I wonder, if it is possible to extract counting data (after performing dba.count) from a resulting DBA object in csv format where consensus peak names are in the first column, peak positions  are in the second/third/forth colums (chromosome, start, end) and  normalized number of reads for each sample are in subsequent columns.

Regards

Konstantin

modified 20 months ago by Rory Stark3.0k • written 20 months ago by k.panov0
0
20 months ago by
Rory Stark3.0k
CRUK, Cambridge, UK
Rory Stark3.0k wrote:

I'm not sure what you mean by consensus peak names? The peak intervals are specified only by their positions, the closest they have t oa name is a number (1:numpeaks).

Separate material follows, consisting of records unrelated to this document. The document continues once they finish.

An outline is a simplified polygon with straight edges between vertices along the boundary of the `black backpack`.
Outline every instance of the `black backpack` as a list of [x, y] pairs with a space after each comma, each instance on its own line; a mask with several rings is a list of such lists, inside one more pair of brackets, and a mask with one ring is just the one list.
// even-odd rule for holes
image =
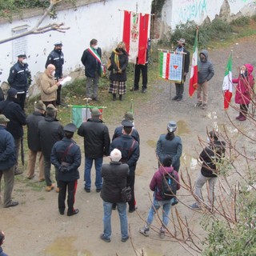
[[173, 173], [162, 175], [161, 197], [164, 200], [170, 200], [175, 197], [177, 192], [177, 181]]

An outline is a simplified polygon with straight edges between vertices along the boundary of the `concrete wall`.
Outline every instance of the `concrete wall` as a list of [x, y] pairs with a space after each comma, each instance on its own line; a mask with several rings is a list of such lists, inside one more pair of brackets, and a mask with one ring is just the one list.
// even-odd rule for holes
[[[81, 2], [80, 1], [80, 4]], [[0, 45], [0, 84], [7, 81], [10, 66], [17, 61], [18, 48], [25, 47], [28, 55], [29, 67], [34, 82], [41, 72], [44, 71], [46, 58], [54, 48], [54, 43], [62, 41], [65, 64], [64, 74], [81, 69], [81, 57], [90, 41], [96, 38], [103, 52], [110, 52], [122, 38], [123, 12], [118, 9], [136, 11], [138, 0], [105, 0], [84, 1], [77, 10], [74, 8], [58, 11], [57, 18], [46, 18], [42, 24], [64, 22], [70, 29], [65, 34], [50, 31], [42, 34], [29, 35], [17, 42], [9, 42]], [[151, 0], [140, 0], [138, 12], [150, 13]], [[12, 35], [12, 30], [18, 26], [33, 27], [41, 16], [24, 18], [14, 20], [12, 23], [0, 24], [1, 38]], [[38, 90], [34, 89], [35, 94]]]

Here's one way of getting the columns you want in a csv (with the peak number as the peak name):

> normCounts <- dba.peakset(myDBA, bRetrieve=TRUE, DataType=DBA_DATA_FRAME)
> write.csv(normCounts, file="normalized_counts.csv")

Thank you very much Rory, that what I need . Regarding peak names, I just was not sure if any peak names (e.g. Peak 1, Peak 2 and so for) were given in addition to coordinates.

Regards

Konstantin

Hi Rory,

Just to clarify, the counts extracted by dba.peakset function, aren't normalized to the library size, aren't they?

Regards

Konstantin

The values to be returned are controlled by the score parameter passed to dba.count(). The default values are TMM normalized, which takes library size into account. (You can tell they're normalized because they are not integers).

You can change the score without having to re-count the reads by calling dba.count() with peaks=NULL and score=DBA_SCORE_READS (or any of the other scores detailed on the dba.count() man page).